Other intersex people got surgery at infancy before they could let anyone know whether they felt more like girls or boys, says Stone.
As for marriage reform, she wonders who her politicians think she should marry. “I have testicles and a vagina. I have an F on my birth certificate but my bloodwork says my cells are all XY.”
Twenty states have already passed constitutional amendments to restrict marriage to a union between a man and a woman, and eight more will be voting on it this November, according to the National Conference of State Legislatures. But Pranzarone predicts that once lawyers start representing intersex cases, these laws will fall apart.
gOOD INFO, dALE, THANKS!
The RR idiots will probably say these intersex people chose to be that way.
Oh….and that they’re immoral and against God, too.
Interesting to me is how many of your comments are hateful toward people. Comments like “Bushbaby”, “crazies”, using quotes to reference “christians” only show those folks how much fear you have of them. What makes you any better? The answer is that we all have viewpoints and are not wrong for having them.
I would think we would all have a cooler head when discussing these issues.
Chuck,
You shouldn’t take life so seriously, it’s not permanent.
Chuck, we don’t fear them.
We’re better because we don’t try to change the laws of the country to fit a narrow fundamentalist “christian” viewpoint.
We find it hard to tolerate them because they have no tolerance themselves, AND want everyone else to have to live by their religious views.
If they did not insist on doing that, we could tolerate them.

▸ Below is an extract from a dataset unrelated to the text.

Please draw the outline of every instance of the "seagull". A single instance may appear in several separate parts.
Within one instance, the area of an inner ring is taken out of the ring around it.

[…] We all know how exasperated the religious right has become in recent weeks. Tony Perkins has been celebrating the NJ ruling re-affirming what he has called a serious attack on his religious freedom — because he believes the decision can be exploited politically — and James Dobson has been using his daily radio show to pleade with supporters to continue to blindly follow his marching orders. […]
Chuck,
Many people here put quotes around the word Christian when they are describing the words/actions of those Christian religious fundamentalists who seem to be determined to make their version of Christianity the supreme law of the land. This is done to differentiate between those types of Christians and the Christians who don’t seem to have this urgent need to force everyone to believe as they do. It has nothing to do with fear; it is merely a way of distinguishing between two groups who use the same name.
Lynne,
Well thought out and well written. Thanks.
Thanks, Dale. It took me a while to word it properly. I’m working at trying not to appear to be the naive little idiot that some people Mark Jumper seem to perceive me as being.
Naive maybe, but not a little idiot. No way.
I realize that I am naive in a lot of ways, because I have a difficult time understanding prejudice and why people can’t simply let other people live their lives. I also don’t understand why there are people who seem to be so utterly fascinated with the sex lives of others. To me, people are simply people and that there is good and bad in everyone.